Deenihan admits ‘we can do better’ on St Patrick’s festival
Fianna Fáil says organisers should look to enthusiasm and vigour of Fleadh Ceoil
Minister for Heritage Jimmy Deenihan (centre) with performers at the launch of the St. Patricks Festival’s ‘I Love my city’ programme this week. The Minister rejected claims that the festival was ‘soulless’. Photograph: Alan Betson/The Irish Times
Minister for Heritage Jimmy Deenihan has rejected claims that the St Patrick’s Day festival is “soulless”.
He has however acknowledged that “we can do better”.
Mr Deenihan told the Dáil he would be holding a meeting in April after the festival, with Culture Ireland, Tourism Ireland and the Department of Foreign Affairs “towards really establishing an international programme”.
The Minister also said they could “probably improve the quality of our parades right across the country” but added that they had to recognise “the major effort schools and arts organisations are making in creating floats and making very attractive parades”.
He was responding to Fianna Fáil heritage spokesman Seán Ó Fearghaíl who raised the recent criticism by Dublin Lord Mayor Oisín Quinn that as well as being “soulless” the festival was “lacking in ambition”.
Mr Ó Fearghaíl described the mayor’s criticism as “stringent”, particularly about the closing off of Merrion Square for a funfair, which Mr Quinn described as “something that was about raising money rather than celebrating our Irishness and the best of what it is to be Irish”.

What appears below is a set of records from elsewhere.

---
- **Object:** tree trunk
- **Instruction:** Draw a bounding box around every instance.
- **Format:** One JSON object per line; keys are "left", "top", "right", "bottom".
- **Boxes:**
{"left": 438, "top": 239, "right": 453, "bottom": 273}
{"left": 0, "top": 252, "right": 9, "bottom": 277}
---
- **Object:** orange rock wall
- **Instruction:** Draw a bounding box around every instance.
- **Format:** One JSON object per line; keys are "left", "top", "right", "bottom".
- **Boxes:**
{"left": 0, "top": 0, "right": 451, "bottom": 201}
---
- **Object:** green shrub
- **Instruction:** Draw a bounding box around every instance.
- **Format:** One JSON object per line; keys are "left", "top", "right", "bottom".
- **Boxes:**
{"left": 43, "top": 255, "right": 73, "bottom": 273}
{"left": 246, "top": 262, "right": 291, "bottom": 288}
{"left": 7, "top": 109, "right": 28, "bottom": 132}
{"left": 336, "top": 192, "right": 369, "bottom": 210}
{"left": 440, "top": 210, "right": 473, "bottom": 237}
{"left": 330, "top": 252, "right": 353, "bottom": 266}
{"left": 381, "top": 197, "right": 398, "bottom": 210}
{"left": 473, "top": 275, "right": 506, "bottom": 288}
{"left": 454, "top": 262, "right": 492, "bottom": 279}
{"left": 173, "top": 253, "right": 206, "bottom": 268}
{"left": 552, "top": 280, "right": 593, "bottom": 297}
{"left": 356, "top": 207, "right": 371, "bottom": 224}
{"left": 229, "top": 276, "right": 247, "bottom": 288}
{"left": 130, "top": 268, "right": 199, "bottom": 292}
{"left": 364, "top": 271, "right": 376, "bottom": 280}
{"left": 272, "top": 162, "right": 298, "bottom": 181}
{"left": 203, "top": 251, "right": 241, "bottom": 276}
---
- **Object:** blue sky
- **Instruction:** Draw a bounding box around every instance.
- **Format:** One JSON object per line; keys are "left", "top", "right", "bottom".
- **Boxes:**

Mr Ó Fearghaíl asked “can we do better” and “infuse something of the spirit of the great Fleadh Ceoil, which is probably our principal cultural event” into the St Patrick’s Day festival and its “success, enthusiasm and vigour”.
The Minister said “we are doing quite well and using St Patrick’s day not only as a celebration of our Irishness but also as a platform to do other cultural events as well both at home and internationally”.
He said “there’s no other country in the world that gets as much attention as Ireland on St Patrick’s day, there’s no comparable festival”.
Culture Ireland funding was reduced because they wanted to spend it on local organisations and events for which €250,000 had been provided.